EDA on the Titanic dataset with RStudio

What factors might determine the survival of passengers?

8 min readJan 29, 2021

Titanic (1997) is a well-known romantic and disaster movie based on the historical story of the sinking of the RMS Titanic in the North Atlantic Ocean in 1912. There are so many memorable scenes of Titanic, but my favorite one might be Jack’s death scene. In this scene, Rose sees the light from the lifeboat and tries to call Jack to wake him up but he is already dead. Not only Jack, but some passengers are also dead. However, Rose is the survived passenger from the sinking of the Titanic. It seems that there are some factors that make Rose and some passengers survive this disaster whereas other passengers die.

**The sinking of the Titanic (1912)** Reference: https://en.wikipedia.org/wiki/Sinking_of_the_Titanic

To find the answer, we need to know what kind of passengers that more likely to survive? Based on the available Titanic dataset on Kaggle, I do the exploratory data analysis (EDA) on the Titanic dataset using the training dataset to answer this question.
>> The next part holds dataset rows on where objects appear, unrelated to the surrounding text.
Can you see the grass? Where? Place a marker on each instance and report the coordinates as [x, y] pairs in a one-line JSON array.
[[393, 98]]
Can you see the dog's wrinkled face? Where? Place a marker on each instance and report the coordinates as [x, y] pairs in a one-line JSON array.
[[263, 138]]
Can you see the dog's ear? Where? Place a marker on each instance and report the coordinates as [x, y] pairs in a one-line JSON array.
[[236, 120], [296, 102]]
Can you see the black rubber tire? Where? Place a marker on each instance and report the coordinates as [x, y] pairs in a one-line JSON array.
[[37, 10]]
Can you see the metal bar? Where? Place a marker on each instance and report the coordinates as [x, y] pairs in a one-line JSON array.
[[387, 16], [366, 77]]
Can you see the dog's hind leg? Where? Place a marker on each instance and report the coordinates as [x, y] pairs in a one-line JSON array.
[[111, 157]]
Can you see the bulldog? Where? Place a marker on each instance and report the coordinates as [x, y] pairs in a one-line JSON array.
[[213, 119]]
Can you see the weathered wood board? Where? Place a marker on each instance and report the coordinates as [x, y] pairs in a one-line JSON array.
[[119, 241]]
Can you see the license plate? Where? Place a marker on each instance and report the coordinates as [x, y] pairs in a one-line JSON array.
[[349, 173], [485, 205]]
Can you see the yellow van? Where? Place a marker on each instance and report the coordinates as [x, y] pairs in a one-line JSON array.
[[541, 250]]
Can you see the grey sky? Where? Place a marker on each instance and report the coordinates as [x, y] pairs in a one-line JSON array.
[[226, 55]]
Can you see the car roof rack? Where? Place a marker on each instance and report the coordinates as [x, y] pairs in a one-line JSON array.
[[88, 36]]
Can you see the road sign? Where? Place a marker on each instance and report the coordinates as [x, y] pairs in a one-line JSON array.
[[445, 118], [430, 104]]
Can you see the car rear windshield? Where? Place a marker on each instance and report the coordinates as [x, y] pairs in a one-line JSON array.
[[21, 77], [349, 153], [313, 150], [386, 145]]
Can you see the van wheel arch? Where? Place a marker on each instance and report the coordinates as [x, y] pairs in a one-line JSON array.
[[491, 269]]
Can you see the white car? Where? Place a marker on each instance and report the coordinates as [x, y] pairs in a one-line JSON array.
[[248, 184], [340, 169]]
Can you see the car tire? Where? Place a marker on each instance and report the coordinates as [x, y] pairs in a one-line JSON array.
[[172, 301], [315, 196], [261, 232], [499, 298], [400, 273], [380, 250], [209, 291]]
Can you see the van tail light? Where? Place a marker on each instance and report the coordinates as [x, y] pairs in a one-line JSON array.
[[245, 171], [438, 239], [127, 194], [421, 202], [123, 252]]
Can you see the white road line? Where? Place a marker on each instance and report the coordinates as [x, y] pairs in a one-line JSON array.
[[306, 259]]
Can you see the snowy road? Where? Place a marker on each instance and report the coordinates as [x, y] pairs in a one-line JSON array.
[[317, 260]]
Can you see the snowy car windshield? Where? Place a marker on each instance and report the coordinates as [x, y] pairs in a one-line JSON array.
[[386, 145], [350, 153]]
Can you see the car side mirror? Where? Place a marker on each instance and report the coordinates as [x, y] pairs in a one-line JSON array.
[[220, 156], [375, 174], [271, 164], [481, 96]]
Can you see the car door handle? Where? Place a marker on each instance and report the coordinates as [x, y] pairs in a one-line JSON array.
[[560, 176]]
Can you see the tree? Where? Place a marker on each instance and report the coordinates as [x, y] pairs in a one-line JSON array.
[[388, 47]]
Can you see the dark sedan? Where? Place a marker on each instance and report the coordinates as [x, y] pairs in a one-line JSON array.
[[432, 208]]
Let’s explore the Titanic dataset

The training dataset is consist of the information of individual passenger as following:

Passenger Id
Survived: 0 = No, 1 = Yes
Pclass — Ticket class: 1st (upper), 2nd(middle), 3rd(lower)
Name
Sex: male, female
Age
SibSp — The number of siblings / spouses aboard the Titanic
Parch — The number of parents / children aboard the Titanic
Ticket — Ticket number
Fare — Passenger fare
Cabin — Cabin number
Embarked — Port of Embarkation: C = Cherbourg, Q = Queenstown, S = Southampton

After taking a quick look, I see 4 variables (“PassengerId”, “Name”, “Ticket”, “Cabin”) that might not help much for answering the question. Therefore, I choose 8 rest variables for further analysis.

Performing EDA with RStudio

Downloading the training dataset (“train.csv”) on Kaggle

https://www.kaggle.com/c/titanic/data

Installing the relavent packages and loading libraries

At first, I need to install the relevant R packages for data manipulation and visualization. Then, the libraries of these packages are loaded.

# install packages
install.packages("ggplot2")
install.packages("dplyr")
install.packages("gtsummary")
install.packages("gt")
webshot::install_phantomjs()# load libraries
library(ggplot2)
library(dplyr)
library(gtsummary)
library(gt)
library(webshot)

Data cleanning

Before performing EDA, I want to see the structure of the dataset and check whether there are any missing values in the dataset.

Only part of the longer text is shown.